Developing for Amazon’s Alexa means thinking differently about how you approach some common engineering challenges. In this post, The Voyage Team’s Nik Reynolds looks at lessons learned from the recent development of a new Amazon Alexa Skill.
It can be easy to forget just how long Amazon Alexa’s been with us, particularly for those of us based in the UK. While Amazon didn’t release the Echo in Britain until September 2016, Alexa will actually celebrate her fourth birthday in November this year, having launched in the US all the way back in 2014.
During that time, the world at large has started to become a lot more comfortable with the concept of voice UI. While there will always be people who can’t get past the idea that a computer is listening to them talk, plenty more have discovered that the ability to do everything from playing your favourite songs to checking the weather without pressing a button is pretty handy.
As with all software development though, creating apps for a voice UI has its challenges. In this case, it’s the fact that human language can be difficult to understand, particularly when you ask a machine to interpret it. As people, we rely on things like tone, nuance and gesticulation to get our point across, all things that the vast majority of computers can’t grasp (not yet, at least).
That’s something we had to take into account when we developed a new Amazon Alexa Skill for Heathrow airport recently. Creating a Skill that allows users to check the status of any flight departing from or arriving at Heathrow, we quickly found that we needed to focus very specifically on three things: characters, numbers, and the incredible number of airlines that use Heathrow as a destination.
Two of these – characters and numbers – present a specific issue because the current version of Alexa is designed primarily to listen for user instructions in the form of full sentences; “Alexa, play the top forty songs from 1975”, for instance, or “Alexa, tell me what Premier League results were last Saturday”.

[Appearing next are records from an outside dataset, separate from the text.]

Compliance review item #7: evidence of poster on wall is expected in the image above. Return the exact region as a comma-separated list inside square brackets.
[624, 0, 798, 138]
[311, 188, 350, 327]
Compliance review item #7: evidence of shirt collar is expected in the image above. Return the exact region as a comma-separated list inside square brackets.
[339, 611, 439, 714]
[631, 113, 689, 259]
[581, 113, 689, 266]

When you ask something like “Alexa, tell me about flight BA105”, the “BA105” element can quite easily get confused. Because the device isn’t expecting to be asked about a series of characters and numbers, it will sometimes try and interpret it as a word instead. When you add accents into the mix, that presents an even bigger issue for the device.
To address that, we had to look at the many potential ways that Amazon Alexa was interpreting each character or number. Helpfully, the Alexa development portal provides a readout of what the device hears when you ask it a question. That allowed us to look at what a user was asking and what the device was hearing and – as a result – create a much closer correlation between the two. If a user says “one” and Alexa hears “won”, for instance, we taught it that in the context of flight information, it needed to use “one” instead.
That helped to solve two of the issues we experienced but for the third, airline names, we simply had to teach Amazon Alexa what they were. That meant creating a database of every airline that flies from Heathrow, including potential variations when said by foreign-language speakers, and then feeding that data into the development. Much of that revolved around providing the device with phonetic breakdowns to ensure that no matter how an airline name was pronounced, the device had a strong chance of recognising it.
All of this would have been for naught if we hadn’t also built a good amount of “real life” testing into the development. If you want to create a great Amazon Alexa Skill, you need to be sure that it works with real human voices with many different accents. While it might be faster and simpler to test it with an English or robotic voice alone, there’s only one way to be sure that it’s going to work when it hits the Amazon storefront – and that’s by testing, testing and testing with users from around the world.